Pero la japonesa seguía desaparecida.
La presentadora no dijo ni una sola palabra sobre su extraña vivencia. Al cabo de un rato suspendieron la búsqueda y regresaron al Rover. El vehículo estaba inservible, pero al menos consiguieron poner a salvo las reservas de oxígeno. Por primera vez desde que estaban tras la pista de Hanna, aquel viaje parecía conducirlos por la ruta equivocada.
Analizaron sus opciones.
Y al final decidieron continuar siguiéndolo.
31 de mayo de 2025
O'Keefe cerró los ojos. Él no era un cobarde. No lo amedrentaba en absoluto la ausencia de gente. Hacía años había descubierto la fresca y agradable compañía de sí mismo y vivido grandiosos momentos en soledad, con nada más por encima de su cabeza que el cielo más puro y el chillido de las aves marinas que, cabalgando sobre los salados vientos del oeste, escudriñaban el océano en busca de los relucientes lomos metalizados que indicaban la presencia de peces. La soledad, esa otra hermana desesperada del estar solo, la sentía únicamente en habitaciones muy concurridas. En ese sentido, la Luna, aunque jamás hasta el momento la había visto con ese grado de espiritualización tan habitual, se correspondía muy bien con sus gustos. Allí se podía estar cómodamente a solas ocultándose detrás de una colina, desconectándose del crepitar de las ondas de radio, imaginando que los demás no existían en absoluto.
En ese instante, durante el vuelo a la base Peary, vio con claridad su autoengaño. Era ridículo darle la espalda al mundo con la certeza de que estaba allí y de que en cualquier momento se lo podía recuperar con toda su ruidosa civilización. Aun en la vastedad del desierto de Mojave, en las alturas del Himalaya, entre los hielos eternos, se compartía el planeta con los mismos seres pensantes que no creaban una base confortable para estar solo.

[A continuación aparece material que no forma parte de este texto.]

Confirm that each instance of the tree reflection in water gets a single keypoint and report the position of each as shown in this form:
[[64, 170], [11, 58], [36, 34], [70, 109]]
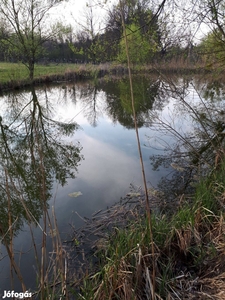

La Luna, sin embargo, era un lugar solitario.
Expulsados del cuerpo protector del Gaia, cortadas todas las comunicaciones, aislados de toda la
humanidad,
había visto claramente, durante las dos horas que llevaban de viaje, que la Luna no otorgaba ningún valor a ese ser llamado
Homo sapiens.
Nunca antes se había sentido ignorado de tal modo, más allá de todo significado. El hotel había quedado en manos del deterioro. La base Peary, relegada a un plano hipotético. Las llanuras y las montañas alrededor parecían de repente hostiles, o no, algo menos que eso, ya que la hostilidad presuponía por lo menos ser tomado en cuenta. Pero en el contexto de aquello que las personas religiosas denominaban creación, a la raza humana, por lo visto, le correspondía menos importancia que a un microbio oculto bajo un rodapié. Si uno observaba la Luna como ejemplo de miles de millones de galaxias del cosmos invisible, se revelaba que nada de eso había sido creado para los humanos, si es que, en realidad, había sido creado.